Conventional techniques used to ensure dependability are based around testing; and this can amount to half of the development time. Still, a fundamental problem of testing is that all combinations of inputs and conditions are not feasible. Formal approaches to software engineering use mathematics to ensure dependability. These have the advantage over conventional testing techniques that the software can be proven correct for all combinations of inputs and conditions. This is a result of using mathematics, and increases both the dependability and product quality. However, common bottlenecks of these approaches are limited availability of theorem proving skills and lack of automation provided by tools. Therefore they have often suffered from increased development time and costs when applied beyond niche markets such as safety and mission critical systems.

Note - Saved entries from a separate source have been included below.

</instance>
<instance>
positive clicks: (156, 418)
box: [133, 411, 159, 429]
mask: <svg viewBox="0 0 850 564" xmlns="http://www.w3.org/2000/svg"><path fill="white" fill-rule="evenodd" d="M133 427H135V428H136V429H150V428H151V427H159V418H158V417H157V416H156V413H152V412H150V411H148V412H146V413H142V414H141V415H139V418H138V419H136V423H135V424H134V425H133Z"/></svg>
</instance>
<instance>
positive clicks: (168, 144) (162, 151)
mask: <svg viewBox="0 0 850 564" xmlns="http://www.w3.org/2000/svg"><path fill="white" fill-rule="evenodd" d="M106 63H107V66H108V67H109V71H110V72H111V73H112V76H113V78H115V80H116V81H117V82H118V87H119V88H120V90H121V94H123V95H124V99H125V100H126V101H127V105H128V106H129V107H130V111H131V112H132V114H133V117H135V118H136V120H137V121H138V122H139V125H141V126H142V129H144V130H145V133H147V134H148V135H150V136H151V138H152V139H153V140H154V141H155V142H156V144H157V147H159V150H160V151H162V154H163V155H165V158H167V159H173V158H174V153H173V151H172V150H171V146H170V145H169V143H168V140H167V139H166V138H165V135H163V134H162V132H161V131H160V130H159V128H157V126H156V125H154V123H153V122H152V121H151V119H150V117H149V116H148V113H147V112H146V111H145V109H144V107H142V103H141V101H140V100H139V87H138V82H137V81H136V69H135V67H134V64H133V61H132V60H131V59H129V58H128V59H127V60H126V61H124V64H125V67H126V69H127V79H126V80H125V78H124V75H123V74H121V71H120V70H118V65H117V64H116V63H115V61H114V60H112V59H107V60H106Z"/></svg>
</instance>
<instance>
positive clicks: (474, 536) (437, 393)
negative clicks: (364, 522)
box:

Program verification is a formal software engineering technique where the source code is combined with a formal specification of desired behaviour. Mathematics is used to prove that the program satisfies its specification. Recently, there has been a wave of new program verifiers, where the underlying mathematics is hidden. Skills familiar to programmers are used to guide the proof in the program text rather than theorem proving skills; removing the "skill-barrier" associated with theorem provers and creating a more accessible discipline for a software engineer. Still, an open challenge is to reduce the amount of guidance that is required to complete the verification of a program - a challenge that has to be solved before program verification becomes a viable cost-effective mainstream software engineering discipline.

This proposal addresses the automation challenge by enabling software engineers to encode patterns used to guide proofs directly in the program text as special programs. As a result, low-level and repetitive details, often resulting from a trial-and-error process, can be replaced by a higher-level underlying pattern. These can be re-used for similar tasks, liberating users from low-level and repetitive search tasks. As a pattern only needs to be developed once, less guidance will be needed - increasing automation and reducing development time and cost.

The language used to write programs and guide proofs within a program verifier will be extended to enable software engineers to also encode their verification patterns. The extension should be as minimal as possible, to avoid reducing accessibility with new skill-barriers that have to be overcome. The development of such language requires a new understanding of how users guide program verifiers. We will focus on the Dafny program verifier; re-engineering the development process used in a selection of the available Dafny case studies; and developing and verifying new programs from scratch. In both cases, each step of the verification process will be captured, creating a catalogue of verification patterns.

Based on this catalogue the language used within Dafny will be extended with a new special method called a `DTac' (Dafny Tactic). A verification pattern will be encoded as a DTac. Automation will be achieved by developing a new tool called Tacny that can read DTacs and apply them to other Dafny programs to automate the verification.